Known for writing songs for the likes of Ariana Grande and Selena Gomez, Victoria Monet has now positioned herself center stage as her own musical entity within the past year. Releasing “Jaguar,” the first of three corresponding musical projects, in late 2020, Monet has identified herself as a throwback, funk-inspired songstress.
Through songs like “Dive” and “Moment,” Monet provides a window into a sepia-tone, ’70s-inspired vision where synths and 808s are surrendered in favor of analog instrumentation. Wading deeper into the ’70s inspired landscape, “Experience,” a duet with singer Khalid, evokes a sparkly, Studio 54 aura in which Monet dances away the pain of a broken relationship. Monet has continuously proven herself worthy of the spotlight, and listeners should familiarize themselves with her work before she inevitably blows up big-time.
Previously a college student at University of Southern California, dropping out to pursue a career in music, UMI is making her mark on the lo-fi, neo-soul music scene. Relaying themes of nostalgia and introspection throughout her mid-tempo, laid-back music, it's no wonder that UMI is emblematic of the Gen-Z bedroom pop movement.

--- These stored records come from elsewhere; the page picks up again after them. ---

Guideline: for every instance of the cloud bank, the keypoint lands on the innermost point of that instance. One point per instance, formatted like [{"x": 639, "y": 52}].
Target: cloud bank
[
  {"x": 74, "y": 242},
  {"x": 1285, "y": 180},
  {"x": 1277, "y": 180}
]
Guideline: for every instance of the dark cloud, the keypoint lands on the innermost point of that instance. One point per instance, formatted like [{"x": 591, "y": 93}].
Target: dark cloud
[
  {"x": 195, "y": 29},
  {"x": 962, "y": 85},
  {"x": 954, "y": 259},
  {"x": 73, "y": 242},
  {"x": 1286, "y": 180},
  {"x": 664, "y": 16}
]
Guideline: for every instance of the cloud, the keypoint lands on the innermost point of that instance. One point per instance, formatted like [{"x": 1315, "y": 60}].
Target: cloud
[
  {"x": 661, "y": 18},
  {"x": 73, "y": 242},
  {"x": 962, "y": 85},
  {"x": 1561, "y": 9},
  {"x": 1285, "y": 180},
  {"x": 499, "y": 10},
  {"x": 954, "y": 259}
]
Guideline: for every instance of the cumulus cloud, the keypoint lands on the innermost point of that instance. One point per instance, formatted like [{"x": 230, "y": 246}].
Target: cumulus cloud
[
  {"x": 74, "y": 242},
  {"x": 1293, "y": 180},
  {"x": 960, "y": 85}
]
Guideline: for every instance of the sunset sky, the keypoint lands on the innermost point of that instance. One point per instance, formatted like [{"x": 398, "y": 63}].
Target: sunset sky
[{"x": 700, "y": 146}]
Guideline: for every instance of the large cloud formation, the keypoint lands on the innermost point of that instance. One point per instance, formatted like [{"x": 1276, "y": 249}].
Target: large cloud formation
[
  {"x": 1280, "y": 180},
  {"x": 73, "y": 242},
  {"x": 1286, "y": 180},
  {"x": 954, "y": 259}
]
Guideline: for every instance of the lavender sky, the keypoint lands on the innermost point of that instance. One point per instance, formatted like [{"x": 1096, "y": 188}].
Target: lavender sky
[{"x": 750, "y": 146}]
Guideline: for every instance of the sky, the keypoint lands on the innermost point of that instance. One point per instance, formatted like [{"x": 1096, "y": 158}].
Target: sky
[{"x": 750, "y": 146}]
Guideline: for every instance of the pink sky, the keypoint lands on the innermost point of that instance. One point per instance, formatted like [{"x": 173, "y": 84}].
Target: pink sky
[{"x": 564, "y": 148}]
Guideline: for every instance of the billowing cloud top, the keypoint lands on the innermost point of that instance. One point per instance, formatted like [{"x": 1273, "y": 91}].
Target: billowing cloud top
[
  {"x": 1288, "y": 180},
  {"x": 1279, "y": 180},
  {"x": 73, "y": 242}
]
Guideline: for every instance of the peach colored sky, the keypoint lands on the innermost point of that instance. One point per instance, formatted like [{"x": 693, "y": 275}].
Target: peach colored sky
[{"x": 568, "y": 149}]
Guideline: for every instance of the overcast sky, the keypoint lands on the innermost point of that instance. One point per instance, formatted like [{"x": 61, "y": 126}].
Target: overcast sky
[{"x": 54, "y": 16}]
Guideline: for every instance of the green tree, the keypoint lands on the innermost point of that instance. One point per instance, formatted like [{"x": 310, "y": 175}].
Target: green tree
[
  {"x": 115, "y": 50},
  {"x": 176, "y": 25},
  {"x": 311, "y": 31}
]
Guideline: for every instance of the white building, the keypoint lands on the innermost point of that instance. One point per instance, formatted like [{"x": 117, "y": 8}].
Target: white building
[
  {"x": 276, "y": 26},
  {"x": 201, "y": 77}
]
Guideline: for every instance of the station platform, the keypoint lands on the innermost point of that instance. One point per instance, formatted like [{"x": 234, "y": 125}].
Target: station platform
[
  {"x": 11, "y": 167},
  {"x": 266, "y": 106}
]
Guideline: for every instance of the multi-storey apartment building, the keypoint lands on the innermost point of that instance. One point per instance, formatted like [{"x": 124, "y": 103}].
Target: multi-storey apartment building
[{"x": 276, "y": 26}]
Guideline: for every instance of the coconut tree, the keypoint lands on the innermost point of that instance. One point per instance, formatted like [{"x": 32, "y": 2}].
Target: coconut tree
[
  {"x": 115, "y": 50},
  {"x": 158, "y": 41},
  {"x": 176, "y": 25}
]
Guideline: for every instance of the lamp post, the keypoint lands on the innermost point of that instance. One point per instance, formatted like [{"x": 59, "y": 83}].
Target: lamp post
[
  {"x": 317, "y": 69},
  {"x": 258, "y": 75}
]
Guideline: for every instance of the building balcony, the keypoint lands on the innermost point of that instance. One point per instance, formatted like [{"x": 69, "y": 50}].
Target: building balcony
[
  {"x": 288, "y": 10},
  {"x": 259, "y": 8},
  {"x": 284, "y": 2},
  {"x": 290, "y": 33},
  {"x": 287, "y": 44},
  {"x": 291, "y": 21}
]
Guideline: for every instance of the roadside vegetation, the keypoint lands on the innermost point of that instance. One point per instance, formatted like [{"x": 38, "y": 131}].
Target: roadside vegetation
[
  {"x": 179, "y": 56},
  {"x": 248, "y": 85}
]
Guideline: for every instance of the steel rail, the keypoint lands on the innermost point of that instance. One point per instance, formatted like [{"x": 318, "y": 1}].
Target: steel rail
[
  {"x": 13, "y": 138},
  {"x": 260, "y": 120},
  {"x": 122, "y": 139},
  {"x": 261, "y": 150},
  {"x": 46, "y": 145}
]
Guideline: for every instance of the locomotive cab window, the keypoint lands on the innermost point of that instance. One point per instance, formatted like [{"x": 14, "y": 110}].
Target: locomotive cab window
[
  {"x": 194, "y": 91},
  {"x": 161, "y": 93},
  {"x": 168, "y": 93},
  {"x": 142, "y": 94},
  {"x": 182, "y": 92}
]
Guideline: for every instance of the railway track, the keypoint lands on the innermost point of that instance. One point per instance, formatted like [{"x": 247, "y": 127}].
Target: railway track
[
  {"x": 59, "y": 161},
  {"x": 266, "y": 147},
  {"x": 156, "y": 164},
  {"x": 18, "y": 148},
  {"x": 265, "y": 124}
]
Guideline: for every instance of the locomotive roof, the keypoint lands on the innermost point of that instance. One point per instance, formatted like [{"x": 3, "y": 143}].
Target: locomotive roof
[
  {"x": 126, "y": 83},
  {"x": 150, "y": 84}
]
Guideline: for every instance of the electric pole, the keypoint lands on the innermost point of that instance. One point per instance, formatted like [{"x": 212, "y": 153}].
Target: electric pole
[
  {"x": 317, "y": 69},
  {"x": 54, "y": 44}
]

UMI concocts songs like “Remember Me” and “Love Affair,” perfectly capturing the vibe of a summer car ride with the windows rolled down.
UMI is also known for adding details regarding mindfulness in her lyrics, often doting on the importance of meditation and interconnection, such as in the song “Down to Earth.” Reminiscent of Jhené Aiko, Erykah Badu and SZA, fans of the former should take the time to listen to their burgeoning new contemporary.
Razor-sharp beats and stunning neon visuals are the bread and butter of English singer/rapper Bree Runway. With a few viral Twitter moments under her belt, Bree Runway has officially established her name in the music world. Taking inspiration from 2000s hip hop icons — such as Missy Elliot, whom she later collaborated with on the track “ATM” — Runway has made it her goal to open up a space in pop music for not only herself, but for fellow dark-skinned Black women. “[The music industry is a place where] dark-skinned girls don’t get prioritised, [but] I want to prioritise them in my space,” Runway said, detailing how she actively employs dark-skinned dancers because they are typically “thrown in the back”. Listeners should brace themselves and listen to the idiosyncratic rollercoaster ride that is her 2020 EP “2000AND4EVA.”
As Women’s History Month comes to an end, one must be sure to continue saluting and recognizing women in music. Commemorate their boundary-breaking hard work by adding, appreciating and streaming female artists’ music all year long.